Posteriormente, a Lei Federal nº 10.169/00, regulamentando o § 2º do art. 236 da Carta Magna, não só outorgou competência aos entes federados para legislarem sobre a fixação dos emolumentos cartorais, como também vedou que aqueles fossem fixados em percentuais incidentes sobre o valor do negócio. É o que se extrai, respectivamente, do seu art. 1º e inciso II do seu art. 3 º, in verbis:

"Art. 1º. Os Estados e o Distrito Federal fixarão o valor dos emolumentos relativos aos at7os praticados pelos respectivos serviços notariais e de registro, observadas as normas desta Lei".

"Art. 3º. É vedado:

II - fixar emolumentos em percentual incidente sobre o valor do negócio jurídico objeto dos serviços notariais e de registro";

Extrai-se dos dispositivos acima transcritos, com meridiana clareza, o seguinte: muito embora a competência outorgada para os Estados para legislarem sobre emolumentos cartorais, a fixação daqueles devem observar ao limite estabelecido no art. 34 do Decreto-lei nº 167/67, diploma específico regente da matéria, como sendo o da importância equivalente a 1/4 do valor de referência, ou seja, R$ 17,52 (dezessete reais e cinqüenta e dois centavos).

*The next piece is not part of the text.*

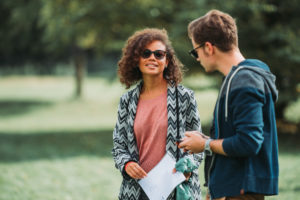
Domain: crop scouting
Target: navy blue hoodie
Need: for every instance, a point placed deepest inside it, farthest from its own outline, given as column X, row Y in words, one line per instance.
column 245, row 119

No âmbito estadual, a Lei 15.424/05, revogando a Lei de nº 12.727/97, dispôs sobre a fixação, a contagem, a cobrança e o pagamento de emolumentos, relativos aos atos praticados pelos serviços notariais e de registro. Os emolumentos dos serviços notariais para registro das cédulas de credito rural encontram-se delineados na sua anexa Tabela 4, item 5, Alínea g, in verbis:

de células e notas de crédito industrial, de crédito comercial, de crédito rural e de produto rural:

Atén7.500,00

11,25

3,75

15,00

De 7500,00 até 15.000,00

22,50

7,50

30,00

De 15.000,00 até 22.500,00

33,75

11,25

45,00

Acima de 22.500,00

45,00

15,00

60,00

A matéria posta em julgamento cingirá a apreciar o seguinte: o ato coator determinante da cobrança dos emolumentos para registro de cédula de crédito rural nos moldes acima transcritos, constitui violação a direito liquido e certo das impetrantes de ter aqueles fixados na forma do Decreto-lei 167/67?

A resposta é afirmativa.

Os valores dos emolumentos discriminados na Tabela acima transcrita, para aquelas cédulas de crédito rural, cujo crédito mutuado foi superior a R$ 7.500,01 (sete mil e quinhentos reais e um centavo), atingem as cifras de R$ 22,50, R$33,75 e R$ 45,00, superiores, pois, ao limite estabelecido no art. 34 do Decreto-lei 167/67, indo de encontro com o tratamento específico deferido aos produtos rurais, cuja classe, aliás, encontra-se notoriamente endividada.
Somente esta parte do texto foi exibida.